All in all, my time was about what I expected based on times from previous years at this race.  The biggest surprise though was how deep the field was.  I passed a handful of people in the last half, but considering how I finished feeling good and how many were ahead of me, I thought for sure I would have passed more.  There are just a whole lot of really good runners out West.  It's definitely a different ball-game out there in the mountains...those guys and gals are fast.

The Rest of the Trip:
We spent Saturday afternoon after the race enjoying a few beers at Golden's 2nd largest brewery - the very tiny and very tasty Golden City Brewery.  Then spent the evening eating pizza and a ridiculous amount of frozen yogurt.

On Sunday we ran the 7 mile Apex Loop right behind Joe's house, went shoe shopping for Arley, went to Hangover 2, played tennis (all of us were equally bad), and even drove up and saw Buffalo Bill's Grave!  We still don't really know what Buffalo Bill did, but we did clarify that he is not the same guy as Wild Bill.

Even though this was right next to Buffalo Bill's grave, we're fairly certain
Buffalo Bill was not actually a Buffalo.
Then on Monday, we made the trip to Estes Park and Rocky Mountain National Park.  We did an awesome 10 mile or so run near Estes Park - the Lumpy Ridge Loop.  Even saw a bunch of big Elk and was a beautiful trail.
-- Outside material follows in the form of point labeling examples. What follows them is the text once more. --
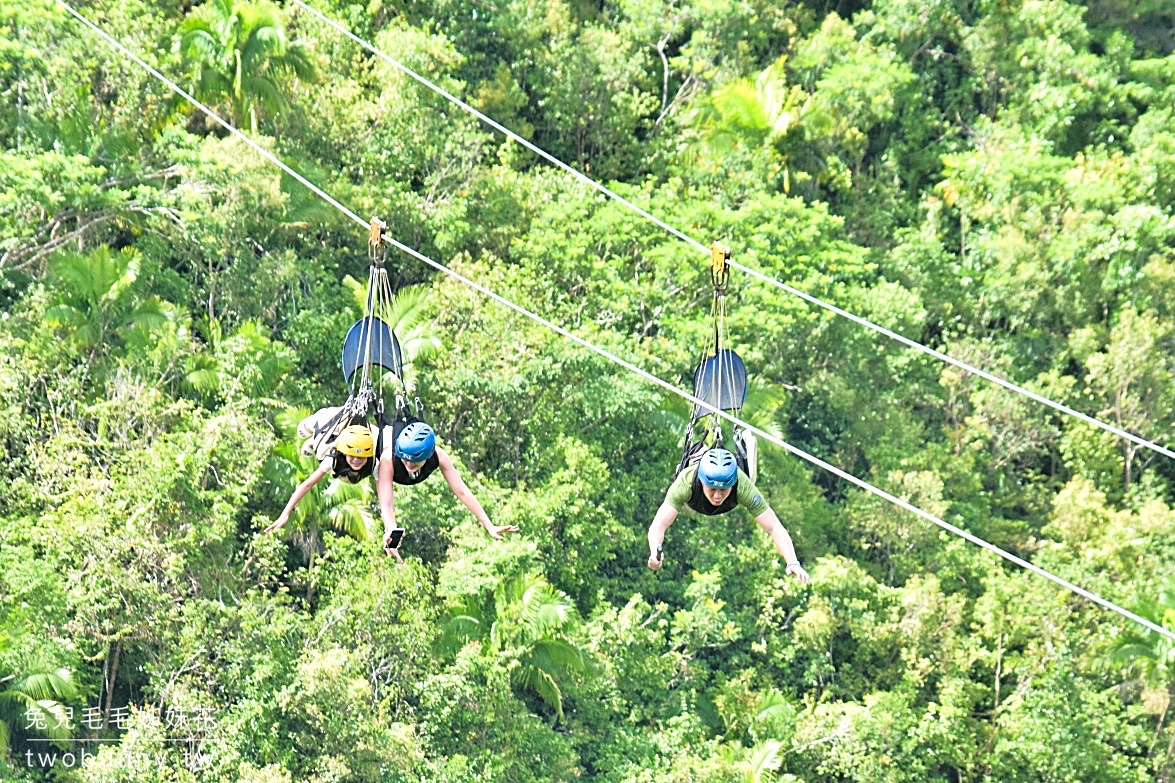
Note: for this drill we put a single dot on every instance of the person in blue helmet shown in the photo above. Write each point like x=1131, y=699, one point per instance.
x=410, y=455
x=713, y=486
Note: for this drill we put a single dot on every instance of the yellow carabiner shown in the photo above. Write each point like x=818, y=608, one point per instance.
x=719, y=266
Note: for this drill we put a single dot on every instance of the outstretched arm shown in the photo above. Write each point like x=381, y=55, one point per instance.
x=384, y=489
x=778, y=533
x=457, y=484
x=665, y=516
x=299, y=494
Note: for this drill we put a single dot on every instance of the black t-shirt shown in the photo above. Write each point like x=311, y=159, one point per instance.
x=400, y=473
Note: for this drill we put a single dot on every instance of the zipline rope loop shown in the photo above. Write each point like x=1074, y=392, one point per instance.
x=808, y=298
x=602, y=352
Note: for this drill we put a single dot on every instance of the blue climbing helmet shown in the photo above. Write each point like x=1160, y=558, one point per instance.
x=718, y=469
x=416, y=442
Moose sighting! On the short drive back into Estes Park right after our run.
After lunch, we drove up Trail Ridge Road through Rocky Mountain National Park, and turned around just past the high point of over 12,000 feet.  There was still an unbelievable amount of snow up there - it was actually the first day the road was open for the season.  I'm glad we went up there...there were some beautiful views of the mountains.  Although I'm pretty sure that's what finished me off.

Joe and Arley in Rocky Mountain National Park.
Great views of the snowy Rocky's above the tree line.
Altitude Sickness is Miserable.
By the time we got back to Joe's house on Monday, the altitude was taking its toll.  I was completely exhausted, couldn't eat, and would find myself laying in bed for the next two days and missing the climb up Pike's Peak that Joe and Arley did the next day.  I knew altitude sickness could happen to anyone and that it could get pretty bad, but I had never been nearly that sick in my life.  It was pretty miserable.  I didn't really eat for three days, lost over 8 pounds, and took a few days to get the energy and appetite back.  I even had to take three days completely off from running.  And I really don't like taking days off...first time off since sometime back in October.
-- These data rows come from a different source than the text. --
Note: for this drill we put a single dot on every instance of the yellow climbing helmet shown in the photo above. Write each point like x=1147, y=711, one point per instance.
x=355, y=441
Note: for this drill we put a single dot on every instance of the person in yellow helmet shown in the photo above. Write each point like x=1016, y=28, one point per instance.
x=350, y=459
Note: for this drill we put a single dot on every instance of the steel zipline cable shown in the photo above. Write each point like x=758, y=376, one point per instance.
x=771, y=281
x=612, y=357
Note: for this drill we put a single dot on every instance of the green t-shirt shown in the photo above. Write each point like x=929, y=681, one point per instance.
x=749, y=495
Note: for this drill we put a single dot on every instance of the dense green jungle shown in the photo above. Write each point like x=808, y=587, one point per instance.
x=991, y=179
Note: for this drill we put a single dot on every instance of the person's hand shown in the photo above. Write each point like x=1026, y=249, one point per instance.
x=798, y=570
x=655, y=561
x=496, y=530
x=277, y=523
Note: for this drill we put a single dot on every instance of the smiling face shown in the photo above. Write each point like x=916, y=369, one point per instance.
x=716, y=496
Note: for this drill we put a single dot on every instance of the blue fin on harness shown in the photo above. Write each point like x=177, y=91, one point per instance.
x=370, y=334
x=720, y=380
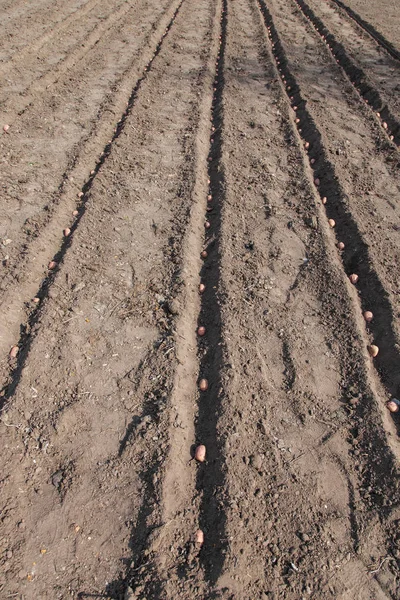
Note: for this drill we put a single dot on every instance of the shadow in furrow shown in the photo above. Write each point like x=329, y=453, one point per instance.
x=356, y=257
x=210, y=477
x=357, y=76
x=26, y=336
x=378, y=37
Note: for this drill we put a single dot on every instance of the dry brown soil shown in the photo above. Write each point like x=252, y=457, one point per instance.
x=228, y=143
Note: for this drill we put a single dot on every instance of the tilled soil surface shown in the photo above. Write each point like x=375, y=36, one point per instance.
x=199, y=202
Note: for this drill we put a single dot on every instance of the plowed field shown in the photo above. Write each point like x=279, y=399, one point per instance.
x=200, y=246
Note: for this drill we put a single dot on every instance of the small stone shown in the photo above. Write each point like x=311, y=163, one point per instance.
x=256, y=461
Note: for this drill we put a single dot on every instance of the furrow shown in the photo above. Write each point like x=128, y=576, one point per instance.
x=16, y=365
x=188, y=489
x=295, y=501
x=43, y=239
x=362, y=255
x=34, y=79
x=56, y=28
x=359, y=76
x=378, y=37
x=100, y=425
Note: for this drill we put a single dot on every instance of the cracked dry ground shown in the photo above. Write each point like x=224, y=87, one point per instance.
x=187, y=189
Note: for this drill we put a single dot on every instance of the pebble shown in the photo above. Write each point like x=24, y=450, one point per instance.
x=256, y=461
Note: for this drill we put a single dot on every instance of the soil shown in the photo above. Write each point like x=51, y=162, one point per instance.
x=381, y=16
x=153, y=147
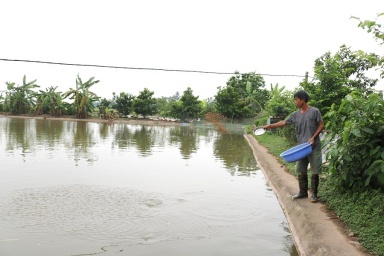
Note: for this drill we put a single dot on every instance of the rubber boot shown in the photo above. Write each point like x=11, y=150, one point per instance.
x=303, y=186
x=315, y=187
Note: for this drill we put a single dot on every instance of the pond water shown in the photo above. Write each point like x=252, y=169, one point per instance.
x=82, y=188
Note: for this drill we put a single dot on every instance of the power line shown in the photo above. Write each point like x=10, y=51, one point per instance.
x=137, y=68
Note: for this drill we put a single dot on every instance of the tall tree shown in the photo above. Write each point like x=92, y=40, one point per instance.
x=280, y=102
x=20, y=99
x=123, y=103
x=83, y=98
x=230, y=104
x=190, y=104
x=375, y=28
x=336, y=76
x=49, y=101
x=144, y=104
x=251, y=88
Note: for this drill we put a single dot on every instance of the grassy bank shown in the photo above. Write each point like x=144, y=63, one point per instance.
x=361, y=212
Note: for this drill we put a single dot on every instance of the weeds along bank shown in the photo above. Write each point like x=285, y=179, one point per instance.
x=362, y=213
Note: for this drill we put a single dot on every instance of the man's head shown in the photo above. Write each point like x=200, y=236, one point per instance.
x=302, y=95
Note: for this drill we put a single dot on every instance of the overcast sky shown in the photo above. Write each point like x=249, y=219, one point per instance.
x=276, y=37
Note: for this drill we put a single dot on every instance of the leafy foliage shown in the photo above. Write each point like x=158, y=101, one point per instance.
x=244, y=96
x=230, y=104
x=123, y=103
x=339, y=75
x=83, y=98
x=144, y=104
x=281, y=102
x=49, y=101
x=190, y=104
x=356, y=158
x=20, y=99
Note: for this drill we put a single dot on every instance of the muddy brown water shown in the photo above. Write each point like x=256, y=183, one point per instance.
x=83, y=188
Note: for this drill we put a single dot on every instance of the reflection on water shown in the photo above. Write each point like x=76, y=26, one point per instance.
x=80, y=188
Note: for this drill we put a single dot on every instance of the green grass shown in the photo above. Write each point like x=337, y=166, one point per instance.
x=276, y=145
x=361, y=212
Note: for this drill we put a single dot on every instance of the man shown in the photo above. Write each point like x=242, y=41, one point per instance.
x=308, y=124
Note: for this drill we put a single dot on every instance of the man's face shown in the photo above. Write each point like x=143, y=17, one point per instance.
x=299, y=102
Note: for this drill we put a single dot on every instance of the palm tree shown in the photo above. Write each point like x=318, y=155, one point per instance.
x=20, y=99
x=83, y=98
x=49, y=100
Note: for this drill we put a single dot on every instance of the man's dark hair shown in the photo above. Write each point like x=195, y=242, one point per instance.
x=303, y=95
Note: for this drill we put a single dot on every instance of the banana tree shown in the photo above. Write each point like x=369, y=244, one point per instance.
x=82, y=97
x=20, y=99
x=49, y=100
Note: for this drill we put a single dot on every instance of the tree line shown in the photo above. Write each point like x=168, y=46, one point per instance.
x=341, y=90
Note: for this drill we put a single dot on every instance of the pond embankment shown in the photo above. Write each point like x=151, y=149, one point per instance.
x=315, y=230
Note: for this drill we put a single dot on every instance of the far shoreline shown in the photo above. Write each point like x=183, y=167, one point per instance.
x=133, y=121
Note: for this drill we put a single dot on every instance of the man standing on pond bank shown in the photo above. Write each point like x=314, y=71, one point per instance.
x=308, y=124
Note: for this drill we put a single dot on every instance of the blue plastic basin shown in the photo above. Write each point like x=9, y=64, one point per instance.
x=297, y=153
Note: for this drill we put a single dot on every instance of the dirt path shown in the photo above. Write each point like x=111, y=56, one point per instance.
x=314, y=229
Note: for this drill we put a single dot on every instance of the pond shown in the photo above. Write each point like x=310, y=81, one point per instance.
x=83, y=188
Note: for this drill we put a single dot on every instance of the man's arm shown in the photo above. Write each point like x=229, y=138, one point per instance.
x=320, y=127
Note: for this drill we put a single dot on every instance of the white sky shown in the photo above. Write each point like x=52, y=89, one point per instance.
x=276, y=37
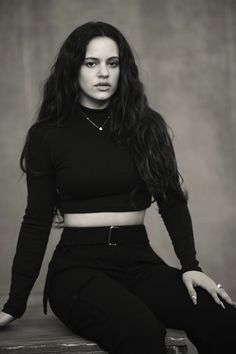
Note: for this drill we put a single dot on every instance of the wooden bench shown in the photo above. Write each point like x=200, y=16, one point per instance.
x=39, y=333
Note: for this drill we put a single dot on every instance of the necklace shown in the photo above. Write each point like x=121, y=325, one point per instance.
x=98, y=127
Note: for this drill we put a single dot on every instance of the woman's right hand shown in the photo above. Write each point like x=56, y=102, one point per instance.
x=5, y=319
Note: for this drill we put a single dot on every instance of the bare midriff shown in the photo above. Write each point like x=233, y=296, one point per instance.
x=104, y=218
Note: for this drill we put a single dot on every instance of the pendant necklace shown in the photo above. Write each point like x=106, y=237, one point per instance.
x=98, y=127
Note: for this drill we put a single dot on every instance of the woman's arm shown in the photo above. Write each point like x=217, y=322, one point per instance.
x=176, y=216
x=36, y=224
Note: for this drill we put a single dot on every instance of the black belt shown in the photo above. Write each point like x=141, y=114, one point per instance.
x=113, y=235
x=105, y=235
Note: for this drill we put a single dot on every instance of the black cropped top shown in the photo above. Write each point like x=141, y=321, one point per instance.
x=83, y=171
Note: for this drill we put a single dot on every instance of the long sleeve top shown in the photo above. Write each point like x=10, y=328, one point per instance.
x=83, y=170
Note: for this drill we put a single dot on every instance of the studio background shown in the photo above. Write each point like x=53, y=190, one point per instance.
x=185, y=50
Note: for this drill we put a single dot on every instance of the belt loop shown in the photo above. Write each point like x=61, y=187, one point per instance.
x=109, y=236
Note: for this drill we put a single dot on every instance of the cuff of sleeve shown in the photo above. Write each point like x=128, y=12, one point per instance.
x=191, y=267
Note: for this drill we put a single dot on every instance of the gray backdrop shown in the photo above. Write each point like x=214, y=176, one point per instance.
x=186, y=53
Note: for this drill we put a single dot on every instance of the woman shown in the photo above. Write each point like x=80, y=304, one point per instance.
x=96, y=155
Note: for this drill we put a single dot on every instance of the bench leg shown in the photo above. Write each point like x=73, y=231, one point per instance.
x=177, y=350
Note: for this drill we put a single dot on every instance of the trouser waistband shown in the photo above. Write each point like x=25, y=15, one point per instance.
x=112, y=235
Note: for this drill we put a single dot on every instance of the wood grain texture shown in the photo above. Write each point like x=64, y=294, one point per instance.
x=39, y=333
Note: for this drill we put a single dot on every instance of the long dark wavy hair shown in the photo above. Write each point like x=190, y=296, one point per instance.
x=132, y=121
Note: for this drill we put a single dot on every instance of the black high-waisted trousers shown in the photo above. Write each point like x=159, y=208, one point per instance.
x=108, y=285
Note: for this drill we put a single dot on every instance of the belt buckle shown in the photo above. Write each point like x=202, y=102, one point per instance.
x=109, y=236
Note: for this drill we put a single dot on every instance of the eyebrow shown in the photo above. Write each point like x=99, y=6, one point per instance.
x=114, y=57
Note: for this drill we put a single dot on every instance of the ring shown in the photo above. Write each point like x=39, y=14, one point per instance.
x=219, y=286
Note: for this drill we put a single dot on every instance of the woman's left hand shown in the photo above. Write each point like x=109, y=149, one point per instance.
x=194, y=278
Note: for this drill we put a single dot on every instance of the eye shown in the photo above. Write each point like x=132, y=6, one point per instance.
x=114, y=64
x=90, y=64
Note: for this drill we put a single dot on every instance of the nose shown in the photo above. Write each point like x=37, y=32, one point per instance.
x=103, y=71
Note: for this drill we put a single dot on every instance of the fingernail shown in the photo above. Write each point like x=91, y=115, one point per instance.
x=221, y=303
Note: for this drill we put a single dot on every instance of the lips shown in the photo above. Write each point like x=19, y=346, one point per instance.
x=103, y=84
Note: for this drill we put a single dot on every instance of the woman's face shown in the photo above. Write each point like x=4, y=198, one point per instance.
x=99, y=73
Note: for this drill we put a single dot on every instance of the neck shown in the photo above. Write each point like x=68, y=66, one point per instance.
x=95, y=104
I have been told by some runners who are much smarter than me that if you don't take a break, at some point your body will find a way to force you to take a break.  I think that's sort of what happened here.  I had 14 weeks in a row of pretty consistently hard training, so I think I was maybe walking that fine line of how much is too much.  In the end, I think it was probably a really good thing to be forced to take some time off.  And getting sick is a million times better than an injury, so I am quite grateful for that.

Needless to say, I don't have any desire to run out in CO again anytime soon, but I'm sure I'll be talked into giving it another shot sometime sooner than later.  Besides, I have to run up Pike's Peak since I bailed this time.  In the meantime, I'm just going to hang out here in Minnesota and try to stay below 1,000 feet.
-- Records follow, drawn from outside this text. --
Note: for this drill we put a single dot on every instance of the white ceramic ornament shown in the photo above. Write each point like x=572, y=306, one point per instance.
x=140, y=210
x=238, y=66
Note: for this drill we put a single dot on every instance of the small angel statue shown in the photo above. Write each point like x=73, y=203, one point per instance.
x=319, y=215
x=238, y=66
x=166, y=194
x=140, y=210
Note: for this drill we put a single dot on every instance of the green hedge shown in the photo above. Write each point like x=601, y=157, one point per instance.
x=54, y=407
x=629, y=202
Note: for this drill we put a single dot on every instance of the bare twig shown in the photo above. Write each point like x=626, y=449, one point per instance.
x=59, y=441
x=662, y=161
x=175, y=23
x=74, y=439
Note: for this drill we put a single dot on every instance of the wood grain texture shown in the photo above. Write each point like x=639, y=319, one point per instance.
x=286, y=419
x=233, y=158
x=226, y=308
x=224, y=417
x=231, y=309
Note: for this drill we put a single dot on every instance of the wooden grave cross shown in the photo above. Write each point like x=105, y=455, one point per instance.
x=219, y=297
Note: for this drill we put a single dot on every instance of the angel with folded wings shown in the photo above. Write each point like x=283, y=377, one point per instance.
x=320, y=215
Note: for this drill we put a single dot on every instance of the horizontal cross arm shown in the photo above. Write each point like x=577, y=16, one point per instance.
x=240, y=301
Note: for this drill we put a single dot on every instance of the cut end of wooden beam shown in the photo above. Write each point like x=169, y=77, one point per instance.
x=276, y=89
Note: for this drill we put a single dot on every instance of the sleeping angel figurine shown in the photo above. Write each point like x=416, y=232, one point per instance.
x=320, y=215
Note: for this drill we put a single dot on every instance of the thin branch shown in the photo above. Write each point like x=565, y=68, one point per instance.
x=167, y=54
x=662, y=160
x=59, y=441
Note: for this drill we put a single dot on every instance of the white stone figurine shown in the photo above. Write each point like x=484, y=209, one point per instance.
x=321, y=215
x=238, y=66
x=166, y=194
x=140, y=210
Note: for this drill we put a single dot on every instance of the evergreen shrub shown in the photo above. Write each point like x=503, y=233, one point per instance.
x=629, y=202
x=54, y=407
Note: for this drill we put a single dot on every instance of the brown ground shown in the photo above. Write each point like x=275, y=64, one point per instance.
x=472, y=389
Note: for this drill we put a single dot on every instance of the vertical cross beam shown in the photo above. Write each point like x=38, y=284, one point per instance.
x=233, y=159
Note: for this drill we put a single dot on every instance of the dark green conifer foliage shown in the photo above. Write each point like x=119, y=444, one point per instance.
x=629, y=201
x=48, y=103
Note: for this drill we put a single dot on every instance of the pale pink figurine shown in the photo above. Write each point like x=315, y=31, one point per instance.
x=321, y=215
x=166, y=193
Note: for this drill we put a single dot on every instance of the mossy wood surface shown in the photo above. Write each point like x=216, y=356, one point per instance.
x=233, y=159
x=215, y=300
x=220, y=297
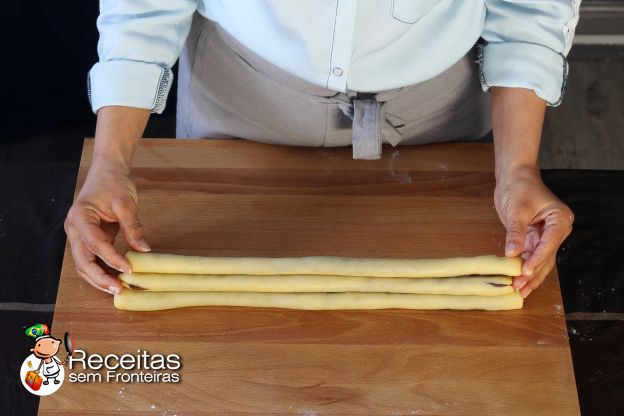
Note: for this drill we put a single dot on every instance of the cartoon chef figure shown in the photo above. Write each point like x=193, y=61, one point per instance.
x=46, y=347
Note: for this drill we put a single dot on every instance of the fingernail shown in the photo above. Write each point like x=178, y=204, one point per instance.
x=510, y=248
x=124, y=269
x=144, y=246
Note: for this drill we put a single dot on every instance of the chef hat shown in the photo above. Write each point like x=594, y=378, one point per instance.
x=38, y=331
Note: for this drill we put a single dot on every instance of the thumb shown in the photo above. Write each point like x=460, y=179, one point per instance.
x=131, y=228
x=516, y=234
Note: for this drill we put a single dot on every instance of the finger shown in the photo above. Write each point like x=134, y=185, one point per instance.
x=556, y=229
x=87, y=224
x=515, y=237
x=130, y=226
x=93, y=272
x=92, y=283
x=538, y=278
x=81, y=256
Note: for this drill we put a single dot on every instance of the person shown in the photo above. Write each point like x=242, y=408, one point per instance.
x=46, y=347
x=329, y=73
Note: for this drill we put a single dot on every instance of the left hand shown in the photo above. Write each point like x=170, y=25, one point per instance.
x=537, y=222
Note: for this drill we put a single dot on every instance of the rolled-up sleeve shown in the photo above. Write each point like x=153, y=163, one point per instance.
x=140, y=40
x=526, y=44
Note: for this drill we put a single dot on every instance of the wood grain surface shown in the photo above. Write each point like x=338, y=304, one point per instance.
x=236, y=198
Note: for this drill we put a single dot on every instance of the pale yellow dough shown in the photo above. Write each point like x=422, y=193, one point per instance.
x=469, y=285
x=427, y=268
x=153, y=301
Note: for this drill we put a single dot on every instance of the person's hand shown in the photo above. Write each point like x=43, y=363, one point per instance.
x=106, y=203
x=537, y=222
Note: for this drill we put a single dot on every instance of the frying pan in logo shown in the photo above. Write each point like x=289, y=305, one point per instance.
x=70, y=344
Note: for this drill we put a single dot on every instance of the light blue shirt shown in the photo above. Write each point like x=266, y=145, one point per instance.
x=364, y=46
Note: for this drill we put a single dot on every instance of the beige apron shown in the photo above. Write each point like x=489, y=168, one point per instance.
x=227, y=91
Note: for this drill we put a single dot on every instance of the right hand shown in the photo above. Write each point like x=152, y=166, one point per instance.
x=106, y=203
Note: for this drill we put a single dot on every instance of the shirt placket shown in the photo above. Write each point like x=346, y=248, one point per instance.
x=342, y=45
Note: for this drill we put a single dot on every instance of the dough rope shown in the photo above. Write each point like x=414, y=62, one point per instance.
x=343, y=266
x=469, y=285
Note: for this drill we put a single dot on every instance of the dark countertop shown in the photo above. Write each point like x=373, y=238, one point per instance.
x=34, y=198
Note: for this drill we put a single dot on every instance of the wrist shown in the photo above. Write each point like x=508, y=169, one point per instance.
x=111, y=163
x=514, y=171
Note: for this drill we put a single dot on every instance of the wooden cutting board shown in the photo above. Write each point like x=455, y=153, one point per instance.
x=237, y=198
  1. Sounds like a good trip overall. Hopefully you will adapt to altitude the next time you head out that way.

    Hmmmm... if you plan to stay below 1000 feet that means no trips to the North Shore! Or at least no running the ridgelines ;->

  2. Haha...yeah I was sort of kidding about 1,000 feet. I'll still be heading up to the SHT this summer. I'll be testing out 5,000 feet this weekend at Black Hills...I'm hoping that will go much better.

  3. Good Luck man, you will be fine!!!! I have faith. Nice report.